Sverker Hahn December 28th, 2008 11:54 AM

Quote:

Originally Posted by Steve Shovlar (Post 985051)
I dropped the 720P50 footage on its own timeline, then exported it to prores422 720P50, self contained movie.

I then made a new sd timeline , PAL and dropped the prores422 file onto it. FCP asked if I should change the timeline. No is the answer. Then I rendered the timeline. I now have a nice SD timeline with the 720P50 footage converted down to SD PAL. It looks lovely and clean, no aliasing.

It is not necessary to to export to anything. Just drop the HD sequence on the DV timeline. Did you test that workflow?

Sverker Hahn December 28th, 2008 12:09 PM

The CCE1 comes out a little better than compressor.

Steve Shovlar December 28th, 2008 01:21 PM

Quote:

Originally Posted by Sverker Hahn (Post 985098)
The CCE1 comes out a little better than compressor.

I agree. Cinema Craft Encoder MP is better than Compressor. But then it should be for 800 bucks.

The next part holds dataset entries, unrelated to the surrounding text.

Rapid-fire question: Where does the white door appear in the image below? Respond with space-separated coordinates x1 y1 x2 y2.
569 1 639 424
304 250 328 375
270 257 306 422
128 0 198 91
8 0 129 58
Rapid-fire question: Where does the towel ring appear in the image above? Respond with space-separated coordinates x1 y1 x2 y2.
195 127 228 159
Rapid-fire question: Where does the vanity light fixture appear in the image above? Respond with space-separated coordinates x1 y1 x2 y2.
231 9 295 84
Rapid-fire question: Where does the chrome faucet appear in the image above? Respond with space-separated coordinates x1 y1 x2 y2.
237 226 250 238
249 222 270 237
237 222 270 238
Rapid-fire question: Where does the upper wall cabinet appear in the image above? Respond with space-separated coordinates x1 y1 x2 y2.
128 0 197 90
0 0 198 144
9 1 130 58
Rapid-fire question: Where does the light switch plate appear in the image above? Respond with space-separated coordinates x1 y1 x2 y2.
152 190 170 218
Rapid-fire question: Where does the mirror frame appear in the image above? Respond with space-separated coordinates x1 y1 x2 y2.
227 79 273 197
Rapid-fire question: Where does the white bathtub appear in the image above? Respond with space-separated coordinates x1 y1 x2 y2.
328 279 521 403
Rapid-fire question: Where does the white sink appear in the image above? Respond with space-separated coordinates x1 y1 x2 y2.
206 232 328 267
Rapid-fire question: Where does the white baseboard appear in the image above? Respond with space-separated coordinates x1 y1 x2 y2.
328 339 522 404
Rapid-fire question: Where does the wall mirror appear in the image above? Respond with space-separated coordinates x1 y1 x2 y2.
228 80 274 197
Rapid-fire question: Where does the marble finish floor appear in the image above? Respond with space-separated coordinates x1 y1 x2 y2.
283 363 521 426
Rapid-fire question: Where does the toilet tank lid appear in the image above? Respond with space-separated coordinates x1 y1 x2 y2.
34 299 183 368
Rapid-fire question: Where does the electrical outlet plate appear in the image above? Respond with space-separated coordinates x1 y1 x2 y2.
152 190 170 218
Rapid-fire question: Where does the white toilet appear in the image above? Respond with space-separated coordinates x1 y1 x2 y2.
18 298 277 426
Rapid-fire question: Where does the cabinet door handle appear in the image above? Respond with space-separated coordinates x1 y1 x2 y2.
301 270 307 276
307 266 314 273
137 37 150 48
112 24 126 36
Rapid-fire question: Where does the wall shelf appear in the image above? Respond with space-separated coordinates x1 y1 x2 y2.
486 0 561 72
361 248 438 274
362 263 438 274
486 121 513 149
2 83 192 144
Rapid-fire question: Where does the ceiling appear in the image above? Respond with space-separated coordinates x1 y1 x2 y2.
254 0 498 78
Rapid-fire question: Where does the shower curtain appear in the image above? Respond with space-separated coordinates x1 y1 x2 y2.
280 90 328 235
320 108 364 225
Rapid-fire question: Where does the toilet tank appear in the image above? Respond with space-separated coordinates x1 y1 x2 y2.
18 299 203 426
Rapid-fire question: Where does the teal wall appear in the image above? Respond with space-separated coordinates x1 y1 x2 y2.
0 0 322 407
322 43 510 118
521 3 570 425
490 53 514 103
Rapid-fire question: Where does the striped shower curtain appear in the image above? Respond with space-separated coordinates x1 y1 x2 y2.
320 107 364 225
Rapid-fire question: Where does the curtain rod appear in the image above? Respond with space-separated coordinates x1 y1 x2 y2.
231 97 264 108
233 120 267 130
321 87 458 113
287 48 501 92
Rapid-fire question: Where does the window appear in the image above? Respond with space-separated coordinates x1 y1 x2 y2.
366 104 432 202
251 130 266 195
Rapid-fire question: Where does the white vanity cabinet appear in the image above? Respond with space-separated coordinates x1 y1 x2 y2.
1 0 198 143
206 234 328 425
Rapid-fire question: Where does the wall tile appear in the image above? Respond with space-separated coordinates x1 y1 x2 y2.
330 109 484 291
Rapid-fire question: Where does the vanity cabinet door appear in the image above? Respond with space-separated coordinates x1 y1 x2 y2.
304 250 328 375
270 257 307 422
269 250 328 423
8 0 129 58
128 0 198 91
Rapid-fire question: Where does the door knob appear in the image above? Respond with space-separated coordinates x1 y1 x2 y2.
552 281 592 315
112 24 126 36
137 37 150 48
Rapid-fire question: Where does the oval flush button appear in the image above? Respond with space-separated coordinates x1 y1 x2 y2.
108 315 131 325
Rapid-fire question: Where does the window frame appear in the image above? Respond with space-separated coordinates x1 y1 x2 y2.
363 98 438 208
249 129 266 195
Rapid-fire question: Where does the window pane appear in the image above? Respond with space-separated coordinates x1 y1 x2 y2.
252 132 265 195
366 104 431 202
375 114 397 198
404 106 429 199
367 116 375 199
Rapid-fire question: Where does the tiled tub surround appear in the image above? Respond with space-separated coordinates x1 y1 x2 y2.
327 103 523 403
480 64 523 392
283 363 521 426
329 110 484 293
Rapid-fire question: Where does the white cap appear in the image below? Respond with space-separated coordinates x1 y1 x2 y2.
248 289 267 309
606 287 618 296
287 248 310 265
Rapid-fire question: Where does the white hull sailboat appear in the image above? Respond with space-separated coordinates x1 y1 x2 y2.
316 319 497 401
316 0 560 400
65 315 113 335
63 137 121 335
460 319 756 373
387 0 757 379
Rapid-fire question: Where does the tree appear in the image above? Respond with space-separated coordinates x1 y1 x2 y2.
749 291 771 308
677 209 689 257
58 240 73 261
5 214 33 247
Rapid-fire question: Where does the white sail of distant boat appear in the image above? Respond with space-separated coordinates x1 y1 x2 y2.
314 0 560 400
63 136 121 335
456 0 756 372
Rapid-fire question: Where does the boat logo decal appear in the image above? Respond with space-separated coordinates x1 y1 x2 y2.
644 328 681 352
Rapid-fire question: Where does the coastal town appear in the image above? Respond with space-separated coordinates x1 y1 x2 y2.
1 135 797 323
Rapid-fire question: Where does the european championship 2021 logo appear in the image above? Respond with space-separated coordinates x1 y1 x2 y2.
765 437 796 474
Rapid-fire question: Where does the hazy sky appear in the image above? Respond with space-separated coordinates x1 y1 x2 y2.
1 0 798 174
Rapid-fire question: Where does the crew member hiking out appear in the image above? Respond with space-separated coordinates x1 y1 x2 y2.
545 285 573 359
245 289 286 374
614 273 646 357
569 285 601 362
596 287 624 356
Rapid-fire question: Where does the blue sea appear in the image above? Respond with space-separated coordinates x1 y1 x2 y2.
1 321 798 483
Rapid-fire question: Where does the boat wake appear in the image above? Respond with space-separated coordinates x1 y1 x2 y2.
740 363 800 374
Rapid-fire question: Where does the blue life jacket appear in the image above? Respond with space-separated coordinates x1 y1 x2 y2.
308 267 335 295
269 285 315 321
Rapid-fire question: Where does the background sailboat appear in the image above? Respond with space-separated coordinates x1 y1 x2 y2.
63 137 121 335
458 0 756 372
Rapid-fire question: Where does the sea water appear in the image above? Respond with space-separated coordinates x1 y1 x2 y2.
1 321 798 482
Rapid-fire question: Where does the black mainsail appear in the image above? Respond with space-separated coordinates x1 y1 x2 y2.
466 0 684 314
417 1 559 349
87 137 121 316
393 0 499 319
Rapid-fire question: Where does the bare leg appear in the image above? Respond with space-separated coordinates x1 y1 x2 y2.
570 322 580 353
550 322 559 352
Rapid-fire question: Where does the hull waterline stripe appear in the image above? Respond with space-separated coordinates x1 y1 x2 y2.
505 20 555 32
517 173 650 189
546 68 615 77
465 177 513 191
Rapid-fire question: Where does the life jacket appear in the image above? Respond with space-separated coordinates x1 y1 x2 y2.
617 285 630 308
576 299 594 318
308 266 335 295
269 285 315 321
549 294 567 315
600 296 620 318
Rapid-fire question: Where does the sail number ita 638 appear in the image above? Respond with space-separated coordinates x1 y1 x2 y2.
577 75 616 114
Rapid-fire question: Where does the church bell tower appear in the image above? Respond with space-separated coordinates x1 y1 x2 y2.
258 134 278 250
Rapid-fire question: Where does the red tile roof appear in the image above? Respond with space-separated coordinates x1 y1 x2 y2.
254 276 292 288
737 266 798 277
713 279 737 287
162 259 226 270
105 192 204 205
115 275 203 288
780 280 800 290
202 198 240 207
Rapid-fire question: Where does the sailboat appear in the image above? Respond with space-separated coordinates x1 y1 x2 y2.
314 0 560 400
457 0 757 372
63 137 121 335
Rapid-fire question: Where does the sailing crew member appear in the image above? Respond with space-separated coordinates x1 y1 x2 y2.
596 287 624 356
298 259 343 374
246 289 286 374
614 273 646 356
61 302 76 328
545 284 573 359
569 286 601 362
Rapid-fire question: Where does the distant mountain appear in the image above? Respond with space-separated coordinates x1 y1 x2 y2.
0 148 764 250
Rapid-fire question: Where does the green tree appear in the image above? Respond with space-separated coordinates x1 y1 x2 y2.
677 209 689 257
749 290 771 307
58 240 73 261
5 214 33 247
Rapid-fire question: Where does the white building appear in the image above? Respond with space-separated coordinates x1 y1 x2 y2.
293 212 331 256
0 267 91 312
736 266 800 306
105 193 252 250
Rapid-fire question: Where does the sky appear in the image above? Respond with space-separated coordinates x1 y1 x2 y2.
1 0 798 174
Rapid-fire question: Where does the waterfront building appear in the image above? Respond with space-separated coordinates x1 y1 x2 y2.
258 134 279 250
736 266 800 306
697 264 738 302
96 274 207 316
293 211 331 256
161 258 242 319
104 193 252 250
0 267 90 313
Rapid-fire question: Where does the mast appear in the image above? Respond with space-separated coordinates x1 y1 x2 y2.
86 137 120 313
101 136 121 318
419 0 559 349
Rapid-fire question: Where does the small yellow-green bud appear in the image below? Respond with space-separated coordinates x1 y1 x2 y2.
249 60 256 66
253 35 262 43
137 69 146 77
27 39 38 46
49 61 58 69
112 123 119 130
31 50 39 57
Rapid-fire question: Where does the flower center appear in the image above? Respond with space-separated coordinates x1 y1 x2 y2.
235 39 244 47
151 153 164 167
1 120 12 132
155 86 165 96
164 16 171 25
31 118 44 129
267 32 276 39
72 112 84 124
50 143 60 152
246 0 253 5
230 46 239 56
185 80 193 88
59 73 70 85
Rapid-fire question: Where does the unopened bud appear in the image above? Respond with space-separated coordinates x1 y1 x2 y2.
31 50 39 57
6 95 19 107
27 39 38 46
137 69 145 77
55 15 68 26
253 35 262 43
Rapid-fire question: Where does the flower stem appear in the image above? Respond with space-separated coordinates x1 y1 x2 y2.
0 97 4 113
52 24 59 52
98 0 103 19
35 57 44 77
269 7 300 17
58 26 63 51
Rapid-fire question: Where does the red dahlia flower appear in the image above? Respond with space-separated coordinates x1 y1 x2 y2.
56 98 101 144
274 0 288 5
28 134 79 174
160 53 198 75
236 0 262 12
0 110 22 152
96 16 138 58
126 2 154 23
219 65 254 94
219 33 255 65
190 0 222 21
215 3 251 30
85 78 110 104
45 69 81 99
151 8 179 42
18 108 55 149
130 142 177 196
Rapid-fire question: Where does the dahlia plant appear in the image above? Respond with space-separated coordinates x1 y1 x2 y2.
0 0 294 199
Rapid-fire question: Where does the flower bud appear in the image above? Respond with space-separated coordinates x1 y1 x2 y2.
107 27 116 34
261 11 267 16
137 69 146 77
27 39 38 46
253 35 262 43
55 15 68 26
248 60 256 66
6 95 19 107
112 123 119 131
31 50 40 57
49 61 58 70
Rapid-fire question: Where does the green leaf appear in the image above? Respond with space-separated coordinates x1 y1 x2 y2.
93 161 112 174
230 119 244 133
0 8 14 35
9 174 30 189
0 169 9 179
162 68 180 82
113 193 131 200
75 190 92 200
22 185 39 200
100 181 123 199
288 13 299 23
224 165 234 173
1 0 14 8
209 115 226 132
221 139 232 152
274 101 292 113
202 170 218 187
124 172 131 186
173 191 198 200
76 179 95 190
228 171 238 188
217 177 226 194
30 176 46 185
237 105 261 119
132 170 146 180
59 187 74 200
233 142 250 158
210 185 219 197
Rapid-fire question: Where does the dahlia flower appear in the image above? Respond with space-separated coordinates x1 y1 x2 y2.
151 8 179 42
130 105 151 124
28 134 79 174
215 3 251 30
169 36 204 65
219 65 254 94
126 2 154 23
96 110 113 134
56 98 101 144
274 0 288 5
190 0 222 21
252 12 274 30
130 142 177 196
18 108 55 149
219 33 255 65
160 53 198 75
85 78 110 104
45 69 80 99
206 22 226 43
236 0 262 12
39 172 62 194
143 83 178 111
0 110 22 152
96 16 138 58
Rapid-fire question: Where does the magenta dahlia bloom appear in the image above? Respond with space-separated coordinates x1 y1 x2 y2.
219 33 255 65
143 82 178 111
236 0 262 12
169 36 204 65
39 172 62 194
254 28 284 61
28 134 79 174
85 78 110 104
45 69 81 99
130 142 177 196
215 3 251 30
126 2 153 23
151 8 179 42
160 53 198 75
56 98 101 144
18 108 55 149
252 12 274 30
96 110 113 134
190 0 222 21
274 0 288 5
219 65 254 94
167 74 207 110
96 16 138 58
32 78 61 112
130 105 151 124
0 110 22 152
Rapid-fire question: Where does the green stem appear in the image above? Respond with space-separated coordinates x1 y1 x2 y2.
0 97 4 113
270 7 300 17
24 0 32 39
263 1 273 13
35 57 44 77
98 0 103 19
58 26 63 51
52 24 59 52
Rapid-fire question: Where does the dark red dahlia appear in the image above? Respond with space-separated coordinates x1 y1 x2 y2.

Steve Shovlar December 28th, 2008 01:23 PM

Quote:

Originally Posted by Sverker Hahn (Post 985093)
It is not necessary to to export to anything. Just drop the HD sequence on the DV timeline. Did you test that workflow?

I haven't but I will certainly try this out.
Thanks
Steve

Steve Shovlar December 28th, 2008 01:26 PM

Quote:

Originally Posted by Dominik Seibold (Post 985089)
I tested this method and I figured out that this method gives the same result as using Compressors "better" rescaling method, but much faster than doing it with Compressor. The quality is great, but if you want the absolute highest quality and you have enough time then use Compressor with its "best" rescaling.

You should really check the detail-settings in your ex1. The sharpening looks really ugly. I always recommend to turn the detail-function entirely off.

Btw, you're not converting to interlaced SD, so you're effectively converting 50fps to 25fps. Do you intend to do that? If yes, then I would recommend not to shoot with 720p/50 but with 1080p/25.

Good point on the detail. As I shoot 95% weddings the client mostly wants the video look, so that's what they get. I wil shoot some footage tomorrow morning and compare detail on and off.

I shoot 720P50 because its much better for slo mo in the snogging musical interlude. 50% of 50 frames = 25P.